We imagine that, as a human being, Jesus must have been a perfect specimen.
But was he?
That is a question to which we will never have an answer for sure – as no one ever did even the roughest sketch of Jesus. Or, at least, no such drawing has ever been found.
In some ways, this may be a good thing – as it enables us each to imagine Jesus as being something like ourselves.
In the 5th century we have the earliest depictions of Christ – by Greek artists who showed him as young, fair-haired and beardless – looking something like the Roman god, Apollo, the god of truth and prophecy, healing, the sun and light.
Western artists in recent centuries have given Jesus a beard but kept to the fair-haired handsome image. Only more recently do we see artists depicting Jesus in more diverse ways - from a short haired Palestinian, to African, to Korean and even to being female.
It’s exciting to see these images and they are welcome. As Jesus lived and died for all humanity and calls each one of us – in all our diversity – to be one in him.
But, nonetheless, none of these images depict Jesus as being ugly or imperfect.

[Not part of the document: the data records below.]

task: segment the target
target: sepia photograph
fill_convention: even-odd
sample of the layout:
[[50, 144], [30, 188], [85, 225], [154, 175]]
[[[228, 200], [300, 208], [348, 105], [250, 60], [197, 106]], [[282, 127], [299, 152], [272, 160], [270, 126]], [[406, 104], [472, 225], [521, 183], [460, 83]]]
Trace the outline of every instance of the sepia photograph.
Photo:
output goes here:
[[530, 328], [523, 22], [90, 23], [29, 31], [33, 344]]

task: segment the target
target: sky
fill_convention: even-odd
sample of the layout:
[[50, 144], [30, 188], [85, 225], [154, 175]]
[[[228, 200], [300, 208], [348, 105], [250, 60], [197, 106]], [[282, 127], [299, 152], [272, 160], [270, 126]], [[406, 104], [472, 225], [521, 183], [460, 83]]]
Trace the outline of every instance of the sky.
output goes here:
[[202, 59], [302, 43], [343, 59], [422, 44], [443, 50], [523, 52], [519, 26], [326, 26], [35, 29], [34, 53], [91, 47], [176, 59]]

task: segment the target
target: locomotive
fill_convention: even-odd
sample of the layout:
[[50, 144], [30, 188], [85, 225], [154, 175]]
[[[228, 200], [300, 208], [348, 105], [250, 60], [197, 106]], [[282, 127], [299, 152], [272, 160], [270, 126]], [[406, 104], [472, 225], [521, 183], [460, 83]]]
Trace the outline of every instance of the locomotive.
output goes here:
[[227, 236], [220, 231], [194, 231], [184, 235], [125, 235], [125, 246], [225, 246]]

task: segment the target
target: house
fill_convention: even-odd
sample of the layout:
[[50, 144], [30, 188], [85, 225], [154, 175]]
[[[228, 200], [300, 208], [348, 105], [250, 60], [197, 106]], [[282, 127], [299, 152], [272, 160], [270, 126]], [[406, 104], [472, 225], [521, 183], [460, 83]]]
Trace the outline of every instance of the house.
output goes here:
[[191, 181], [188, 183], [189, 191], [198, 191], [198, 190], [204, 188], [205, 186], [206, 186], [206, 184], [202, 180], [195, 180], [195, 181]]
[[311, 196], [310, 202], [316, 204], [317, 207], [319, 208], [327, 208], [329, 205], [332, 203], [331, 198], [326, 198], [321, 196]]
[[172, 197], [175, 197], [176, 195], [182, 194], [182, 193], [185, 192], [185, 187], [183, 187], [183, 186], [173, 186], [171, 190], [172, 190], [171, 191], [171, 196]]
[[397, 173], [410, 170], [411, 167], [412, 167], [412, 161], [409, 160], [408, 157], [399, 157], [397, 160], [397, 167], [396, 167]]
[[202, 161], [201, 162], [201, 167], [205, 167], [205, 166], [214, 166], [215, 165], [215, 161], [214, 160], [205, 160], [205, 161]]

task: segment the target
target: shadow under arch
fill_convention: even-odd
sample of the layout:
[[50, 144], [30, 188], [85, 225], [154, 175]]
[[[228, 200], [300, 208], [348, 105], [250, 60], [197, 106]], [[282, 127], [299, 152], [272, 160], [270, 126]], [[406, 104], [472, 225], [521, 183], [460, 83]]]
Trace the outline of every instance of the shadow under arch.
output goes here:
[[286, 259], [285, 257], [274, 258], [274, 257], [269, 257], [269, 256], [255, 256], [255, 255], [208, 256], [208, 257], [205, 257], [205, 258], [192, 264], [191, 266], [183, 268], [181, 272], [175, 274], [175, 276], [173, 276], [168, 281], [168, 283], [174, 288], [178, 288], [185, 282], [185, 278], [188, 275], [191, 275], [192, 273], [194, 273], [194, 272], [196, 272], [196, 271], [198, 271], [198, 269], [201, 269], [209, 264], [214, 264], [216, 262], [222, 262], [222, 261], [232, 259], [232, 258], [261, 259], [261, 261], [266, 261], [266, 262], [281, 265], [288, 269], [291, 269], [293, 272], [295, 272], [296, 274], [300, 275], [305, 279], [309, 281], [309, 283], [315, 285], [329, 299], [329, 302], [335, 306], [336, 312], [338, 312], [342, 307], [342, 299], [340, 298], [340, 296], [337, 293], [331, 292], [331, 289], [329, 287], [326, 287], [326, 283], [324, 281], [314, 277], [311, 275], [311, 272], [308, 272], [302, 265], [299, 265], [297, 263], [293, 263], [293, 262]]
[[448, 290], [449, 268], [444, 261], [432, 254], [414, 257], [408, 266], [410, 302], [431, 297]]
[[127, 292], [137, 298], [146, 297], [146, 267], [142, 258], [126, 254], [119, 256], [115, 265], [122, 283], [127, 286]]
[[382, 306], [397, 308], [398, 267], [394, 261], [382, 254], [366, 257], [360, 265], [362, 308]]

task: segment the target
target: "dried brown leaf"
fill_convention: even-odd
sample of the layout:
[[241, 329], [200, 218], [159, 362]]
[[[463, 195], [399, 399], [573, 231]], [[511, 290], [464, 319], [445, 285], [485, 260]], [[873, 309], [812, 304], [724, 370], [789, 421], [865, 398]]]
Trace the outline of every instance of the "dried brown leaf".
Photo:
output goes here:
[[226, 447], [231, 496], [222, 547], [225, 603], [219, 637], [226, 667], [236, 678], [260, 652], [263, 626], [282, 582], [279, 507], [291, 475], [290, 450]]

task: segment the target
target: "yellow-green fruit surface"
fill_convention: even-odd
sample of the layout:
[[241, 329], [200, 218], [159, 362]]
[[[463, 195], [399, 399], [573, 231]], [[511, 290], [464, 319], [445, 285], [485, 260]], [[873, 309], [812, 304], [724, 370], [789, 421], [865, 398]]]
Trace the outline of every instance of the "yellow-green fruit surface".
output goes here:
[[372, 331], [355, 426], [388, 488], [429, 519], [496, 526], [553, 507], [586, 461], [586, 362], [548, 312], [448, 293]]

Apparently in the Middle Ages, there was a tradition that believed Jesus may have been a hunchback or may have had leprosy. And it’s possible that he did. But this tradition seems to have completely disappeared.
Great humanitarian workers, like Mother Teresa and Jean Vanier, have said how they saw Jesus in the most ugly and deformed human beings. So maybe this is how we should see Jesus too?
Jesus was 'as one from whom others hide their faces he was despised'
After all, the closest thing we have to a biblical portrait of Jesus is the description in Isaiah, which points forward to Christ, the suffering servant. And here is the portrait Isaiah paints:
‘Just as there were many who were astonished at him —so marred was his appearance, beyond human semblance, and his form beyond that of mortals… He had no form or majesty that we should look at him, nothing in his appearance that we should desire him. He was despised and rejected by others; a man of suffering and acquainted with infirmity; and as one from whom others hide their faces he was despised, and we held him of no account.’